E’ comprensibile che ci sorprenda vedere gli africani riversarsi in massa in Europa, i latino-americani negli Stati Uniti e gli asiatici del sud-Est nei paesi del Golfo.
Allo stesso tempo, credo sia giusto ricordarsi che, per molto tempo attraverso il colonialismo, e tuttora attraverso la globalizzazione, ci siamo serviti delle loro risorse naturali ed umane per creare il nostro sviluppo.
Cosa sarebbero le societa’ occidentali senza il te’ e il caffe’, il tantalio per i telefonini e i computer portatili, il petrolio per la benzina e la plastica, il gas per il riscaldamento, la cocaina? Senza le badanti nelle case, gli operai a basso costo nelle fabbriche e i raccoglitori nei campi?
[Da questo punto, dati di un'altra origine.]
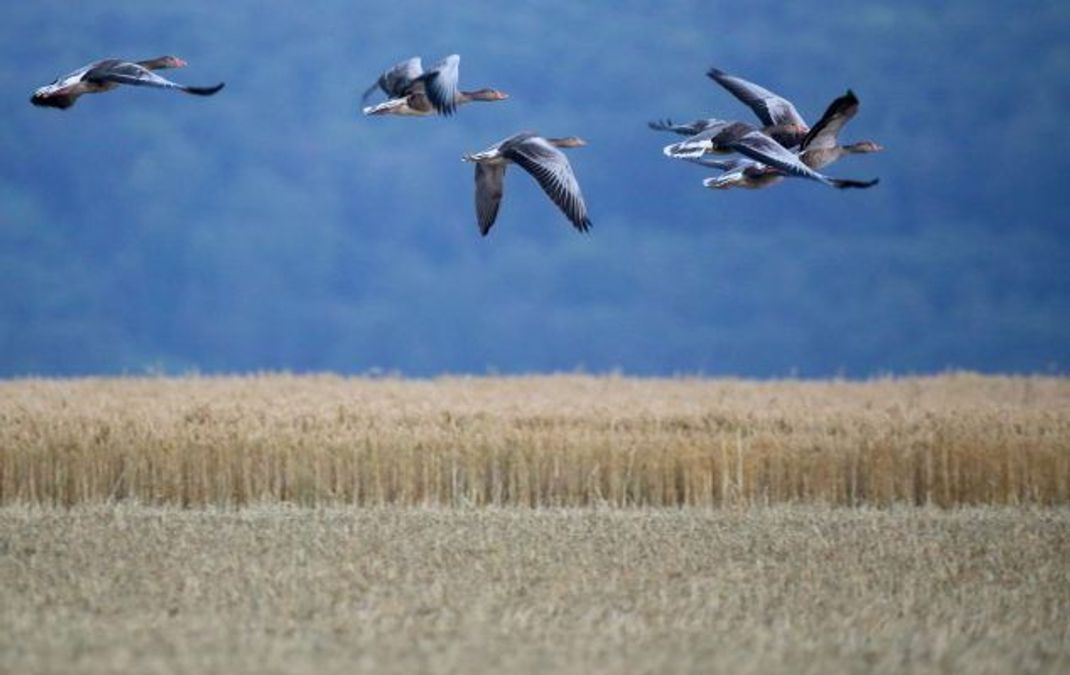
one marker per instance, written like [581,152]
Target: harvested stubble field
[320,524]
[124,588]
[549,441]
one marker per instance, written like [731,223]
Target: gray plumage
[541,158]
[770,108]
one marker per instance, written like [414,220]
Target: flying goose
[538,156]
[102,76]
[779,118]
[822,147]
[688,128]
[757,146]
[751,174]
[412,91]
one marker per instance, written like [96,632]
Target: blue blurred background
[273,227]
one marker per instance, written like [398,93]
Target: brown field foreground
[123,588]
[541,441]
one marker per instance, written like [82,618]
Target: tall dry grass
[540,441]
[801,589]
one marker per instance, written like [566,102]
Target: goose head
[487,94]
[164,62]
[568,141]
[51,96]
[864,147]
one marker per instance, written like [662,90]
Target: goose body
[107,74]
[821,147]
[779,118]
[544,160]
[414,92]
[768,159]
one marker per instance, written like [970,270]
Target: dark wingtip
[846,183]
[204,91]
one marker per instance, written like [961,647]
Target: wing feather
[441,85]
[770,108]
[489,179]
[551,169]
[824,135]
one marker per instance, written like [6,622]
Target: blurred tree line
[273,227]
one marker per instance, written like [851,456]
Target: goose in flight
[751,174]
[779,118]
[821,147]
[687,128]
[754,144]
[538,156]
[412,91]
[102,76]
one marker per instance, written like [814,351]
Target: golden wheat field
[536,442]
[793,588]
[566,524]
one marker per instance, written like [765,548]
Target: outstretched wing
[440,83]
[698,144]
[723,165]
[124,73]
[761,148]
[824,135]
[844,183]
[397,80]
[769,107]
[690,128]
[550,167]
[489,179]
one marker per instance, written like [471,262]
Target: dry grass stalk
[538,442]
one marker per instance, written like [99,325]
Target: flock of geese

Senza i viaggi intercontinentali?
Se il nostro benessere dipende cosi’ tanto dal resto del mondo, verrebbe da dire che è arrivato il momento di assumersi la responsabilita’delle conseguenze: l’emigrazione stessa dimostra che gli altri popoli – per l’una o l’altra ragione (e non e’ questa l’occasione di approfondire) – non sempre hanno guadagnato abbastanza dallo scambio. L’alternativa attuale e’ quella di esportare il nostro sviluppo nelle loro terre, in gioco che dovrebbe essere vantaggioso per entrambe le parti.
Lo facciamo, tra altre cose, impiantando catene alberghiere e stabilimenti manifatturieri.